Quant aux problèmes lexicaux des élèves, ils se traduisent par un déficit dans leur répertoire oral. Cette insuffisance de vocabulaire a généré un phénomène didactique: celui de la sollicitation de l’enseignant par les élèves. Nous avons remarqué pendant le déroulement du débat que les apprenants s’expriment en langue arabe (arabe standard) lorsqu’ils n’arrivent pas à formuler, une question, une réponse ou un point de vue en langue française.

Sur les divers niveaux d’apprentissage du français langue seconde, (Activités de lecture, Activités de langue, Activités orales, Activités de productions écrites ), on constate une régression du niveau des compétences des élèves. Ceci tient à une conjonction de facteurs. Avec l'arabisation des disciplines scientifiques au lycée, une bonne partie de la pratique de la langue a disparu; et donc, l’enseignement des Sciences en français (la physique, les mathématiques, la chimie et les sciences naturelles), qui était une occasion de d’apprendre cette langue dans un cadre spécifique, est éliminé. L’enseignement de ces disciplines en langue française permettait aux élèves d’acquérir des méthodes de pensées et de développer des habiletés de réflexions spécifiques. De ce fait, le rapport des apprenants avec la langue en question est devenu très restreint. Leur contact avec le français se limite à certains secteurs tels que les médias, la santé etc.

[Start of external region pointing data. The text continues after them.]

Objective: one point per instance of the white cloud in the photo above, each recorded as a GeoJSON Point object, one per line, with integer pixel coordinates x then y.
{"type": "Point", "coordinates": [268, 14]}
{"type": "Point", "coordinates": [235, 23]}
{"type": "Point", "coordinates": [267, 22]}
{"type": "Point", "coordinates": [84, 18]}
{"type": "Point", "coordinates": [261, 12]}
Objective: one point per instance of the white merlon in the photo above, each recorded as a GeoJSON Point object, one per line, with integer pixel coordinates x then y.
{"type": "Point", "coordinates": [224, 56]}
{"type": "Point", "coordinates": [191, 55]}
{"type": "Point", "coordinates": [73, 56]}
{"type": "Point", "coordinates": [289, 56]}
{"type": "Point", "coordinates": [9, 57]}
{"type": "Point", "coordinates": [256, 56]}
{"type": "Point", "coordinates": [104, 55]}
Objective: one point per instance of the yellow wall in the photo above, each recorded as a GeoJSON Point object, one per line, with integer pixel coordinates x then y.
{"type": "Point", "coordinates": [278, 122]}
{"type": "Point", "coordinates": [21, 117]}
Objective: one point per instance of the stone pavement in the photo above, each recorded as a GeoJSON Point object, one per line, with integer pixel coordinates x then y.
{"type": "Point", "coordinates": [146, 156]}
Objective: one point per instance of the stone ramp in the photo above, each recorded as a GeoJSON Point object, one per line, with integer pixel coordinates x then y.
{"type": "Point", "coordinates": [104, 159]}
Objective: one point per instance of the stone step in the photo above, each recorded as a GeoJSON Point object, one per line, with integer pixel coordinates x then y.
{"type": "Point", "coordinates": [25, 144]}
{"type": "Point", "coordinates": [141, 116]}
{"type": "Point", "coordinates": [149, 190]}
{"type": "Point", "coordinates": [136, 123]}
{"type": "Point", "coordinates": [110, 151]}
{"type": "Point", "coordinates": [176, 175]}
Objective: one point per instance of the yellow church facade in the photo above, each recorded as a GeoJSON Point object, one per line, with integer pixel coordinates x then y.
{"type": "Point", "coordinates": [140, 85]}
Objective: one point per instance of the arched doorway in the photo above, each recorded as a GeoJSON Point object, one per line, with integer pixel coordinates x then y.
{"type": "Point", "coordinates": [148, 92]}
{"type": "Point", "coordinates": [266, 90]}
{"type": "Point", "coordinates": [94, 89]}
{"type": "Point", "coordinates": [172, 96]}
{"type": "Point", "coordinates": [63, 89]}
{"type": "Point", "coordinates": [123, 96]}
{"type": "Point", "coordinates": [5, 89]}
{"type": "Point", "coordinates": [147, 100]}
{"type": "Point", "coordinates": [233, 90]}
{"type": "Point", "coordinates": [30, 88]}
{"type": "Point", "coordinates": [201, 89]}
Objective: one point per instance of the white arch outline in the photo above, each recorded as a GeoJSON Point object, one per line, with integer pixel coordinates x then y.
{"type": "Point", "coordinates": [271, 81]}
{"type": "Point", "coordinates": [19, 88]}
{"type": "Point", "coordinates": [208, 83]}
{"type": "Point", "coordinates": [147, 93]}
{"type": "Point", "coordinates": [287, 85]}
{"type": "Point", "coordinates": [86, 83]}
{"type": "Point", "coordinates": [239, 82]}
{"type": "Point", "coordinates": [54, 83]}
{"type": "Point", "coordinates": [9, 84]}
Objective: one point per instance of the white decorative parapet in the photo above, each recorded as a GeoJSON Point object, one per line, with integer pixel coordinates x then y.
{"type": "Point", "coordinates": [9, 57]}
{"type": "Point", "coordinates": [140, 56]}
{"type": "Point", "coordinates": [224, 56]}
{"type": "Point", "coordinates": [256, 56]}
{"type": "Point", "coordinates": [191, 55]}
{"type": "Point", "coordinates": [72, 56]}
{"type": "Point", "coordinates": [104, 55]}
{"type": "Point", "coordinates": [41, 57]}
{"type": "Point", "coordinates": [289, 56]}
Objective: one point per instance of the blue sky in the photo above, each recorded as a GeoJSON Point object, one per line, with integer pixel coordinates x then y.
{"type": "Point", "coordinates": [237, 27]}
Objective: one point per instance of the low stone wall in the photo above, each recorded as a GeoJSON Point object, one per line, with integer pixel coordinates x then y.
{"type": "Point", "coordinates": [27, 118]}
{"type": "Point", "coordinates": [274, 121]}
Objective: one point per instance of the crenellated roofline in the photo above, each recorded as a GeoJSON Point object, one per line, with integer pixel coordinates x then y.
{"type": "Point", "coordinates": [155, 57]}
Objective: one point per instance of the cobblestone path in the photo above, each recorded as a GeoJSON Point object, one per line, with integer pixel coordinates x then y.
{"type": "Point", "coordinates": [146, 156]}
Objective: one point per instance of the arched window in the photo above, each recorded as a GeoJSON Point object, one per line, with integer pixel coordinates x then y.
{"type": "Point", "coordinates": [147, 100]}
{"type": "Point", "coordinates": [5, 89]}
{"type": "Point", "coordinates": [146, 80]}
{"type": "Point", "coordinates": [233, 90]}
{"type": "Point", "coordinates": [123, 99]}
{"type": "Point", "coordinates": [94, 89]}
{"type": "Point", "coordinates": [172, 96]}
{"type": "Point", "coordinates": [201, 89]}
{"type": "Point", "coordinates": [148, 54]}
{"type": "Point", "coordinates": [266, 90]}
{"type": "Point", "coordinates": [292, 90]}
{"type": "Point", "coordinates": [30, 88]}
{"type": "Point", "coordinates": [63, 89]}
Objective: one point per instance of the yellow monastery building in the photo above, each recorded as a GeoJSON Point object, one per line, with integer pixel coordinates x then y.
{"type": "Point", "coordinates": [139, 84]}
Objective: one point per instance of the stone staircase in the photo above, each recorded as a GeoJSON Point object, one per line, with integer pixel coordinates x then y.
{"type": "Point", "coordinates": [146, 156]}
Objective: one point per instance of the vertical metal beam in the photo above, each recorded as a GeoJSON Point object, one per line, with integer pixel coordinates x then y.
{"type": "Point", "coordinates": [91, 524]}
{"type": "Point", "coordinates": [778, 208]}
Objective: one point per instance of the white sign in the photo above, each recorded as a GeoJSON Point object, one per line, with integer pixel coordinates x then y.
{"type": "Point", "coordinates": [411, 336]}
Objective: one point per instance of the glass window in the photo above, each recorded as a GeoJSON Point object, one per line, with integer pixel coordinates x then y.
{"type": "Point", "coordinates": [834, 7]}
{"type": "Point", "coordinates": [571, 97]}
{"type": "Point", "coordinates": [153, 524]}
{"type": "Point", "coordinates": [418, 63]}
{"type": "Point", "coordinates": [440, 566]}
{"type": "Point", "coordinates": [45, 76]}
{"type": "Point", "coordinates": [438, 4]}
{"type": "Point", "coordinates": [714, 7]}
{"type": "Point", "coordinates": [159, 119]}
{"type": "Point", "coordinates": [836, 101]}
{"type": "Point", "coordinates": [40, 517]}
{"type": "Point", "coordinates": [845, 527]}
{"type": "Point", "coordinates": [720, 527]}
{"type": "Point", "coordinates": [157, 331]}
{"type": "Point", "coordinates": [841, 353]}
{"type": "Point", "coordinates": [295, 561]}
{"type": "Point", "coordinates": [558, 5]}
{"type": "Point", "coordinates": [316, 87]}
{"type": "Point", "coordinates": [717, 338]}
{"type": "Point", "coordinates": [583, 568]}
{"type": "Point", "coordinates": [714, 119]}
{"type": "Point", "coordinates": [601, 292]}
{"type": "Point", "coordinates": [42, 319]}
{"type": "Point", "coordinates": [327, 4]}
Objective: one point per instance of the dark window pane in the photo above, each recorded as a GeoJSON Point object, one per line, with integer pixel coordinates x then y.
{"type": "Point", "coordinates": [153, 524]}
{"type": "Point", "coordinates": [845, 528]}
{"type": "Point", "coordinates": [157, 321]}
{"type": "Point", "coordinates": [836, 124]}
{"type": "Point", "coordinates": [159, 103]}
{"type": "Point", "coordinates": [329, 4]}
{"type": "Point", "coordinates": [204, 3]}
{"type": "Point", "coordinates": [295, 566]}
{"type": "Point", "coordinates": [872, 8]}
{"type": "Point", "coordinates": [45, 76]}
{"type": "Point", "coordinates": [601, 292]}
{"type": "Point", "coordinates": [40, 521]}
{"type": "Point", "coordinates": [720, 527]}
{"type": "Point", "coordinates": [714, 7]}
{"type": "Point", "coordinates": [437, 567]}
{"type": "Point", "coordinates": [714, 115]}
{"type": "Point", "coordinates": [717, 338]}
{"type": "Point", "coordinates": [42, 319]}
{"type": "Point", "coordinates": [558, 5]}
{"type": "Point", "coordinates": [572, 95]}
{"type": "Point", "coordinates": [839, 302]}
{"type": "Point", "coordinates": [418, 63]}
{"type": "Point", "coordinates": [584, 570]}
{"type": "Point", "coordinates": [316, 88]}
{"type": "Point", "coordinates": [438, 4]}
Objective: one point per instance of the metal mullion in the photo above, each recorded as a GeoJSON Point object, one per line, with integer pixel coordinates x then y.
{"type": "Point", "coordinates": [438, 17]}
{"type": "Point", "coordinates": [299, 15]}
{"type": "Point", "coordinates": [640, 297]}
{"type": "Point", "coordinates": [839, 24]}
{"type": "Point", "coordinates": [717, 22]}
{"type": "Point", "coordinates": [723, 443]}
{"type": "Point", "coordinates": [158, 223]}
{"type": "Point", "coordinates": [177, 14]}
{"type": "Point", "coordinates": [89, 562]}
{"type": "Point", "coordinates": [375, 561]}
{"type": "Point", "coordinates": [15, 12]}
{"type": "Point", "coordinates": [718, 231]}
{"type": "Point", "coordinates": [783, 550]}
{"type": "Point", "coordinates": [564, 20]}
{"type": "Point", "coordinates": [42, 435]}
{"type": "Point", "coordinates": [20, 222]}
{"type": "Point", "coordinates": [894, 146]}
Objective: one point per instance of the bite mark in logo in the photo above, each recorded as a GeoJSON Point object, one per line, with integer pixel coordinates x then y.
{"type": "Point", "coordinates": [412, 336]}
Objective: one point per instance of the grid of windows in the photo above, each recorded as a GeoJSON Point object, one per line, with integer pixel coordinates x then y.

Le milieu familial et environnant n’encourage pas la pratique de cette langue.

Au terme de cette présentation, nous pouvons dire que le dispositif pédagogique mis en vigueur au lycée laisse apparaître un écart entre les objectifs qui lui sont assignés et la formation qu’il propose aux élèves scientifiques, les enseignants eux-mêmes reconnaissent ce fait. Ces programmes académiques ne prennent pas en compte les besoins réels de ces apprenants par rapport à leur future formation universitaire. Après l’obtention de leur baccalauréat, ces apprenants sont appelés à renforcer l’apprentissage de la langue française sous ses aspects linguistiques général et spécifique (des lacunes à corriger, des notions à consolider, des acquis scientifiques à développer), avant de prétendre à une inscription à l’université où les disciplines scientifiques sont enseignées en français spécialisé. Cette disparité entre le secondaire et l’université nous renseigne sur les difficultés linguistiques des bacheliers qui accèdent à l’université.

Notes
70.

Mémoire de DEA (Master2)

71.

Le sujet du débat portait sur est le rôle de la femme dans la société marocaine, « être pour ou contre le travail de la femme à l’extérieur de son foyer ?».

72.

Notes d’élèves en terminale Sciences expérimentales.